Book Cover - Mother Earth Father Sky

 

 

The time is 9,000 years ago. Chagak lives a simple life beneath “Mother Earth Father Sky” in the Aleutian Islands. She helps the other women skin seals, smooth the hides with volcanic rock, sing songs to praise the hunters, and weave curtains and sleeping mats from grass that grows in the area. Her mother creates a special suk for her from bird skins and cormorant feathers to celebrate her transition into womanhood. Chagak is about to be married to a young seal hunter she likes and life is as it should be. Her routine is one that all the women in her village have always had, against the constant background of the roar of the wind and the sea.

 

One day, while Chagak is gathering berries and grass, her village is attacked and unknown warriors butcher everyone in it, including her betrothed. Her own group is not a war faring tribe; they hunt seals, not people, so she cannot understand the why. As the lone survivor (except for her infant brother) she has the gruesome duty of burying everyone, saving their spirits for the travel to the afterlife. Harrison’s expressive writing reveals the emotional trauma that Chagak endures while dealing with the worst parts of life.

 

Chagak knows her best chance of continued survival is to summon all her strength, take an ik (small canoe) and find the Whale Hunters village of her mother’s family across the open water.
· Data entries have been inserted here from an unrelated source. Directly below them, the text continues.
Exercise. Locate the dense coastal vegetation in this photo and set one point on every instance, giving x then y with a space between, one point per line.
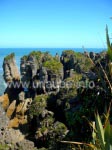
65 105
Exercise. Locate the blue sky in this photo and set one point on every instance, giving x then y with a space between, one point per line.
54 23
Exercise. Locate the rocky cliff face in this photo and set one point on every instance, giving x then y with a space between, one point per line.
43 106
10 69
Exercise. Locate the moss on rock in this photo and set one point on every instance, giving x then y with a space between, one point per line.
53 65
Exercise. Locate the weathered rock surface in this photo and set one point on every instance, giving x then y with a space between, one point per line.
44 107
10 69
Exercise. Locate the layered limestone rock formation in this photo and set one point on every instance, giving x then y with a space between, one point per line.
46 97
10 69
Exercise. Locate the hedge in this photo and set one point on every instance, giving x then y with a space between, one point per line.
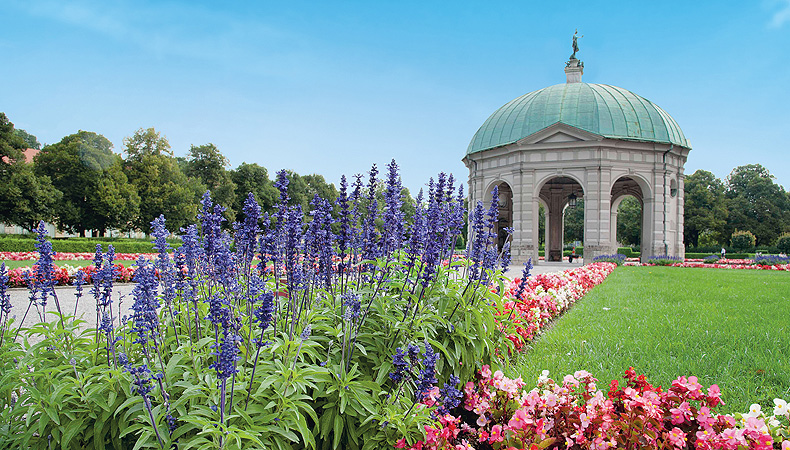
82 245
728 255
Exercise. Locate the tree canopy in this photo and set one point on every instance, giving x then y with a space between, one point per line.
25 198
705 207
756 203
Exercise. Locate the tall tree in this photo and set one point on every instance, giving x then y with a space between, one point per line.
253 178
25 198
574 222
207 164
75 165
145 142
162 187
114 201
756 203
29 140
705 208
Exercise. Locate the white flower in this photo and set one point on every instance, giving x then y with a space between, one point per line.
781 408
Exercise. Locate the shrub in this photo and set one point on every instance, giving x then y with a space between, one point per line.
771 260
783 243
664 260
617 258
330 342
743 241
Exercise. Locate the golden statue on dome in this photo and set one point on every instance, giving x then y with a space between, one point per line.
575 43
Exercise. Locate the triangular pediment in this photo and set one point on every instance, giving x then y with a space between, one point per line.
559 133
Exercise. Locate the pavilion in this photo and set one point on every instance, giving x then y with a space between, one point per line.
579 140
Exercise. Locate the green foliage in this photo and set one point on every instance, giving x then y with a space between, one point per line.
574 222
146 142
207 164
629 221
253 178
330 391
743 241
783 243
161 185
757 203
628 252
11 145
13 243
25 198
29 140
721 326
96 193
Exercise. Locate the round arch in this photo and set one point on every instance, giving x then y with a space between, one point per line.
634 186
505 217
She hopes that her grandfather will take her and her brother in. During her journey, she stops at a beach to rest and encounters an old man, Shuganan, a renowned ivory carver who persuades her to stay. He cares for her as a granddaughter, keeping her safe when he can. Their relationship becomes precious to both of them and they use it to defend against unwelcome visitors who may have been the attackers at Chagak’s former village.

 

What follows is a saga of ancient rituals of the prehistoric Ice Age, descriptions of infinitely different roles of men and women, splendid tales of the origin of the world as understood by the First Men, and the awakening of a young woman’s spirit. Harrison has created a moving story of jealousy, betrayal, devastating loss, courage, murder, and greed surrounding the beautiful, gentle Chagak. Despite the harsh realities of Chagak’s life dependent on men, some of whom could be (and were) brutal, she learns to survive and even triumph.
 

“Mother Earth Father Sky” is meticulously researched, with incredible detail about the customs and implements used at the time.  A beached whale is reduced to bone and steaks and blubber on the page. We read that fat is carefully simmered, then separated into use for cooking and oiling skins. We learn how ulaqs are constructed and why the ikyaks stay afloat. A recent visit to a Natural History Museum was made more ‘real’ by having read Harrison’s debut novel. 

 

Chagak is only 13 in “Mother Earth Father Sky,” but we can surmise from archeological digs that she would have been considered of marriageable age as soon as she entered puberty. When young children developed enough dexterity/strength to hold a spear or weave a mat, they were trained to acquire life skills that supported the group in some way – skin seals, gather roots and eggs, collect driftwood for roofs, clean bones for clothing and housing. It was a harsh life by today’s standards of dishwashers and big box stores and restaurants, but for them, it was merely life. Chagak had long been a contributing member of her clan.

 

I ‘met’ Sue Harrison on Twitter and looked into her work, discovering that the prehistoric series, ‘The Ivory Carver Trilogy,’ was out-of-print and hard to find. I persisted in my search because of my interest in the Pacific Northwest and the Aleuts and acquired “Mother Earth Father Sky” through a used book dealer. Now that Harrison has been able to have the novels published as ebooks, I can share the review of this marvelous title.